Un GOTY tout simplement !

NOTE DE MaXoE
9Sélection Best Of MaXoE
VOTE DES LECTEURS
1 / 52 / 53 / 54 / 55 / 5
Au fil des années et des décennies, les RPGs sont devenues des incontournables dans la sphère vidéoludique, et ce qu’il s’agisse de jeux aussi bien Occidentaux que Japonais,… ou même de leurs dérivés respectifs : ARPGs, TRPGs, JRPGs, SRPGs, entre autres. Parmi ceux-ci, il y a une certaine licence « Tales of » fêtant, un peu en retard, ses 25 ans, la série ayant débutée en 1995 avec Tales of Phantasia sur SNES. Pour fêter ce vingt-cinquième anniversaire, Bandai Namco édite Tales of Arise, dernier-né de la saga. Après avoir eu ce dernier épisode longuement entre les mains, inutile pour nous de tourner autour du pot, on peut d’ores et déjà vous dire que Tales of Arise a comblé nos grandes attentes, il est même devenu l’un de nos GOTYs 2021. C’est un énorme coup de cœur et bien évidemment il fera partie de la sélection du MaXoE Festival 2022.

Mais pourquoi ce titre mérite-t-il autant de louanges ? Eh bien si Tales of Arise ne se constitue pas d’un monde ouvert (ou du moins pas encore pour la série), il possède ses propres mécaniques de gameplay ultra pêchues et jouissives, comme ce fut le cas pour Berseria, Zestiria, les Xilia ou encore Vesperia.

Parlant justement d’anciens épisodes de Tales of (Symphonia, Xilia,…), Bandai Namco a proposé en cette fin d’année un sondage, parmi les questions posées, on pouvait y découvrir des mentions de portages/remasters de précédents opus, ainsi que la possibilité de découvrir des volets encore non parus en Europe.
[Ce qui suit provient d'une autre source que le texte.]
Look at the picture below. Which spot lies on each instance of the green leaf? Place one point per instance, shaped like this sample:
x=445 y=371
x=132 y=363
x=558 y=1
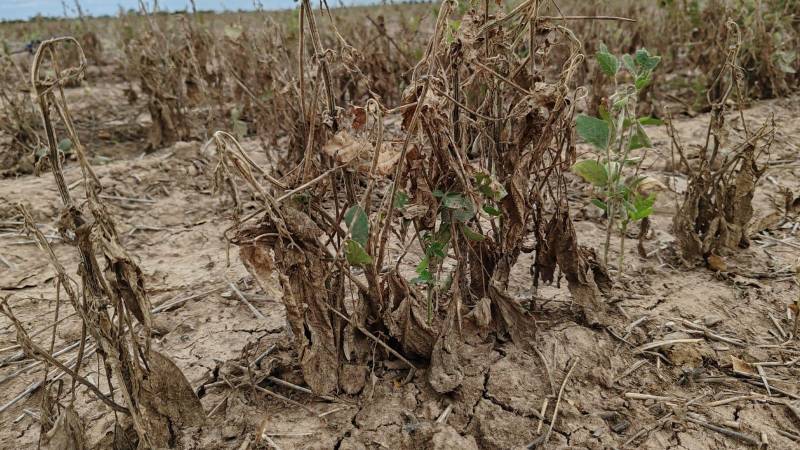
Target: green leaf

Pour notre part, même si nous ne sommes évidemment pas contre, nous apprécierons surtout de découvrir de nouveaux opus dans le même acabit que ce Tales of Arise, d’autant que sa narration est maîtrisée de bout en bout, avec une histoire sombre, prenante, passionnante mais aussi très riche en rebondissements et révélations -parfois inattendus-.

Une histoire passionnante et riche…

Le scénario nous conte l’histoire de deux mondes et de leurs peuples. Il y a plus de trois siècles, les mondes jumeaux Dahna et Rena, et leur peuple respectifs (Dahnien et Renien), vivaient en harmonie. Dahna était considérée comme éternelle et indestructible, tandis que Rena était perçu comme un domaine des dieux, un paradis même.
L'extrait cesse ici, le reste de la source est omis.